10. Başvurucu, Yargıtay Cumhuriyet Başsavcılığının kanun yararına bozma talebinin ve Yargıtayın kanun yararına bozma kararının kendisine Ağır Ceza Mahkemesi tarafından karar verilmeden önce gönderilmediğini belirtmiştir. Kendi durumunu doğrudan etkileyen kararlardan haberdar edilmediğinden zayıf konuma düşürülmesi nedeniyle silahların eşitliği ve çelişmeli yargılanma ilkelerinin ihlal edildiğini ifade etmiştir. Adalet Bakanlığı (Bakanlık) görüşünde, başvurucunun adil yargılanma hakkının ihlal edilip edilmediği konusunda Anayasa Mahkemesi tarafından yapılacak incelemede Anayasa ve mevzuat hükümleri doğrultusunda somut olayın kendine özgü koşullarının gözönüne alınması gerektiği ileri sürülmüştür. Başvurucu, Bakanlığın görüşüne karşı beyanda bulunmamıştır.

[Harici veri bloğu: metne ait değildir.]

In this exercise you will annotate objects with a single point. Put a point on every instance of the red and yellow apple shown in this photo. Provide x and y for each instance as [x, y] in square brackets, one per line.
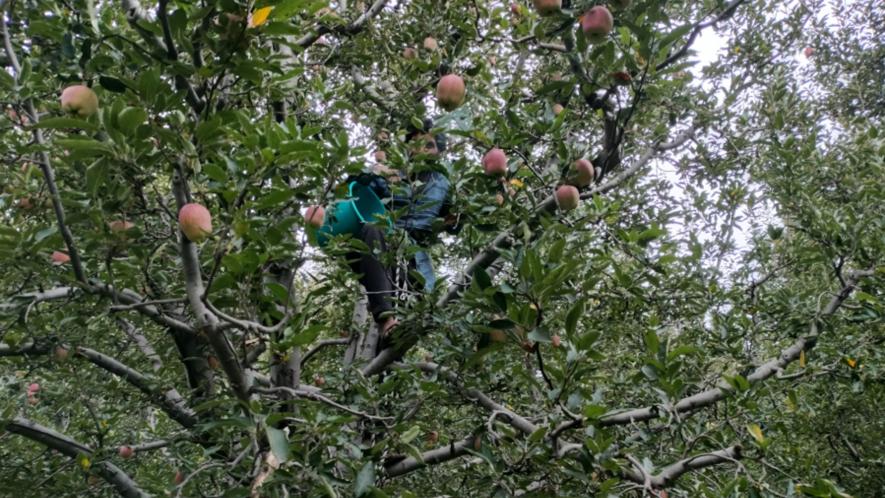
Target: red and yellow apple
[60, 258]
[494, 163]
[195, 221]
[79, 100]
[583, 173]
[597, 23]
[450, 92]
[567, 197]
[314, 216]
[548, 7]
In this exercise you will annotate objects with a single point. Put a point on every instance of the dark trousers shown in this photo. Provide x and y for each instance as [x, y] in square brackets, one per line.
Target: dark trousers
[374, 275]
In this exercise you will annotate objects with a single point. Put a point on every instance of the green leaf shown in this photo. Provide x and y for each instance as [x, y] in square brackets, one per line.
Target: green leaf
[408, 436]
[540, 334]
[64, 123]
[365, 480]
[112, 84]
[574, 314]
[85, 146]
[279, 444]
[130, 118]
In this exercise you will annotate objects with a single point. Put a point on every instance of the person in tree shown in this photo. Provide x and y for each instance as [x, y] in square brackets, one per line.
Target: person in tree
[419, 195]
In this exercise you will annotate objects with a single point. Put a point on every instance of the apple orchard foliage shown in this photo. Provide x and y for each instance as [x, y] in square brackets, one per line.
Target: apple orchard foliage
[734, 202]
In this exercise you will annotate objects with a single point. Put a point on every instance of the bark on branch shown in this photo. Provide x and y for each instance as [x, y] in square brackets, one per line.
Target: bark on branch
[437, 455]
[669, 474]
[71, 448]
[723, 390]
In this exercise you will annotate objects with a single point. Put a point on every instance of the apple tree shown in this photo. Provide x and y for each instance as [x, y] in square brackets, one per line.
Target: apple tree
[668, 280]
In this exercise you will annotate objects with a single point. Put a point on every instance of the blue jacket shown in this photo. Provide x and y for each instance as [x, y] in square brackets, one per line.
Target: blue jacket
[422, 202]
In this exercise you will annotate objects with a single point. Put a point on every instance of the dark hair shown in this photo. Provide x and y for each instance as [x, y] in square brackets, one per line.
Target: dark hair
[440, 138]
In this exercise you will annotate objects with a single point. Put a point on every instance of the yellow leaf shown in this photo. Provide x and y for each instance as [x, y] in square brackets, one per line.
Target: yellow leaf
[259, 17]
[756, 432]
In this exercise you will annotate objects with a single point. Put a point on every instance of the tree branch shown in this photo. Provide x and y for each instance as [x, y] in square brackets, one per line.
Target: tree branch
[206, 320]
[442, 454]
[45, 165]
[723, 390]
[322, 344]
[672, 472]
[490, 254]
[316, 396]
[351, 29]
[727, 12]
[71, 448]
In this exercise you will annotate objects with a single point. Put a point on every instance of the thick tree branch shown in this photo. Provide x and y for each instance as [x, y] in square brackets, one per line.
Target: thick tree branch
[351, 29]
[45, 165]
[723, 390]
[169, 400]
[206, 320]
[316, 396]
[671, 473]
[321, 345]
[71, 448]
[432, 457]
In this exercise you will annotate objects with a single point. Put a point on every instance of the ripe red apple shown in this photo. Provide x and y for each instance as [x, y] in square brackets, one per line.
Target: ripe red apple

11. Başvuru, silahların eşitliği ve çelişmeli yargılama ilkeleri yönünden incelenmiştir.

12. Açıkça dayanaktan yoksun olmadığı ve kabul edilemezliğine karar verilmesini gerektirecek başka bir neden de bulunmadığı anlaşılan silahların eşitliği ve çelişmeli yargılama ilkelerinin ihlal edildiğine ilişkin iddianın kabul edilebilir olduğuna karar verilmesi gerekir.

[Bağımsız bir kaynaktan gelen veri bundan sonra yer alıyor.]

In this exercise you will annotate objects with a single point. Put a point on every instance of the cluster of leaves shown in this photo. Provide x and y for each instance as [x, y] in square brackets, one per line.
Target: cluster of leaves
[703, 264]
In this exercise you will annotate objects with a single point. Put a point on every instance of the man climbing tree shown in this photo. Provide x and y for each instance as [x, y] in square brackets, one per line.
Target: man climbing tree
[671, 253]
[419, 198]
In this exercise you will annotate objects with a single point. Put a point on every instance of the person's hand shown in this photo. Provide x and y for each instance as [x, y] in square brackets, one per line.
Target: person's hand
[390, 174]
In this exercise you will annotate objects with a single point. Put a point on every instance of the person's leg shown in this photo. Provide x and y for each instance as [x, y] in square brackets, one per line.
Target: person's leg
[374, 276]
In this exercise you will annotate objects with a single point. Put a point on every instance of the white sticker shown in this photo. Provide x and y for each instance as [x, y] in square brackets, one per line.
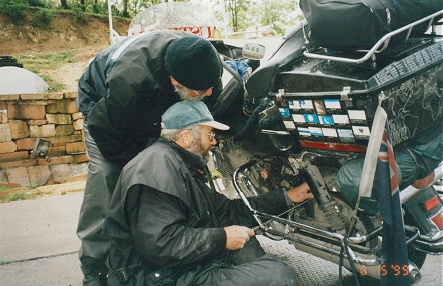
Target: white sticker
[357, 114]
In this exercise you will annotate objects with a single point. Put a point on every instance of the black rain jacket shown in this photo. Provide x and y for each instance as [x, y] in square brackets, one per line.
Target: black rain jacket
[165, 220]
[124, 91]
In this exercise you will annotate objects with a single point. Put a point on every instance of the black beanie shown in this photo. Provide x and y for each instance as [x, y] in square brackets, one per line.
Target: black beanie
[193, 62]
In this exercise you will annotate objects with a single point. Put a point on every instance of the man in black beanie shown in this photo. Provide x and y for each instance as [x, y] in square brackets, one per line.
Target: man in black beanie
[122, 95]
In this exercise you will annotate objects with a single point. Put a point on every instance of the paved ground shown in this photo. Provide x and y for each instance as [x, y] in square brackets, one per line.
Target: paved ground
[39, 244]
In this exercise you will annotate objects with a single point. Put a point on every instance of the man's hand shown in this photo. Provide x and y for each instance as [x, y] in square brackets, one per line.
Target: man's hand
[300, 193]
[237, 236]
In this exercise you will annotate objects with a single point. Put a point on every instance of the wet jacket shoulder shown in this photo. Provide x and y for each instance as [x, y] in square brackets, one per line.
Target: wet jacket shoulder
[124, 91]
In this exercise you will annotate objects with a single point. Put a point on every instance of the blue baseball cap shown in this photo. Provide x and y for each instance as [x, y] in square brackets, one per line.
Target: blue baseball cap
[187, 113]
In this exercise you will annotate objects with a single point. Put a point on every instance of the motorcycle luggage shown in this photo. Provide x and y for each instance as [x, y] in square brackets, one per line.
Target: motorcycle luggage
[331, 105]
[360, 24]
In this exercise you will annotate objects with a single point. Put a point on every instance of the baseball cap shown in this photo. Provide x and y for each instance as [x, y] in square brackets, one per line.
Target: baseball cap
[187, 113]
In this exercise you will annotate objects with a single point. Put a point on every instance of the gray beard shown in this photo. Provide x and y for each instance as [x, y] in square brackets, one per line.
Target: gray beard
[198, 150]
[184, 93]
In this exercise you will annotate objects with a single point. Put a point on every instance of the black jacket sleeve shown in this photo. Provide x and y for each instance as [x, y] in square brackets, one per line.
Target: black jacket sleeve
[162, 237]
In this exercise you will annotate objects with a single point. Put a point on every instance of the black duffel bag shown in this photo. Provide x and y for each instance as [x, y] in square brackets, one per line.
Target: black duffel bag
[359, 24]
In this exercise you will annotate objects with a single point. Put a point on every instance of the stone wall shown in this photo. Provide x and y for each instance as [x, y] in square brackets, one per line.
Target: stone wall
[53, 117]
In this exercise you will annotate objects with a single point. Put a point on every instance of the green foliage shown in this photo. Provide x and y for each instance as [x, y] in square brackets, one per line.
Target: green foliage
[78, 15]
[14, 9]
[20, 196]
[43, 19]
[37, 3]
[40, 63]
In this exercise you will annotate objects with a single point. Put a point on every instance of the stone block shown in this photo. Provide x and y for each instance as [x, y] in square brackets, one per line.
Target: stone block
[56, 151]
[3, 177]
[42, 131]
[60, 171]
[7, 147]
[13, 97]
[14, 156]
[39, 175]
[77, 116]
[78, 124]
[16, 164]
[80, 158]
[3, 117]
[41, 96]
[62, 130]
[56, 160]
[5, 132]
[62, 106]
[70, 94]
[32, 102]
[18, 175]
[26, 111]
[19, 129]
[75, 148]
[79, 169]
[66, 139]
[59, 118]
[25, 144]
[37, 122]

13. Ceza davaları ile medeni hak ve yükümlülüklere ilişkin davaların usul kuralları da dâhil olmak üzere yargılamanın tüm aşamalarında silahların eşitliği ilkesi ve çelişmeli yargılama hakkının güvence altına alınarak adil yargılanma hakkının korunması hukuk devleti olmanın bir gereğidir. Asıl kural; tarafların eşit şartlarda yargılamaya katılımının sağlanması, gösterdikleri kanıtlardan ve sundukları görüşlerden bilgi sahibi olabilmeleri ve bunlarla ilgili görüşlerini bildirebilme imkânının kendilerine verilmesidir (Taylan Özgür Tor [2. B.], B. No: 2013/2454, 12/3/2015, § 43). Bireylerin aleyhlerine başlatılan dava ve diğer yargısal süreçlerden haberdar edilmeleri, bunlara ilişkin dilekçe ve talep yazılarının kendilerine tebliğ edilmesi; savunma yapabilme, iddia ve görüşlerini dile getirebilme imkânının korunması bakımından büyük önem taşımaktadır (Hacı Karabulut [1. B.], B. No: 2017/14871, 9/10/2019, § 30).

14. Başvurucu, Kuruma nakledildiği sırada yanında getirdiği eşyaların kendisine verilmesini talep etmiştir. Kurum, Yönetmelik hükümleri gereği bunun mümkün olmadığını belirterek talebi reddetmiştir. Bunun üzerine başvurucu şikâyet başvurusunda bulunmuştur. İnfaz Hâkimliği şikâyet başvurusunu kabul etmiş ve karara karşı yapılan itiraz Ağır Ceza Mahkemesi tarafından reddedilmiştir. Daha sonra Yargıtay Cumhuriyet Başsavcılığı kanun yararına bozma talep etmiştir. Tebliğnamede belirtilen hususların yerinde görülmesi üzerine Yargıtay, Ağır Ceza Mahkemesinin itirazın reddine dair kararının kanun yararına bozulmasına karar vermiştir. Bunun üzerine Ağır Ceza Mahkemesi kanun yararına bozma kararına uyarak İnfaz Hâkimliğinin şikâyetin kabulüne ilişkin kararını kaldırmıştır.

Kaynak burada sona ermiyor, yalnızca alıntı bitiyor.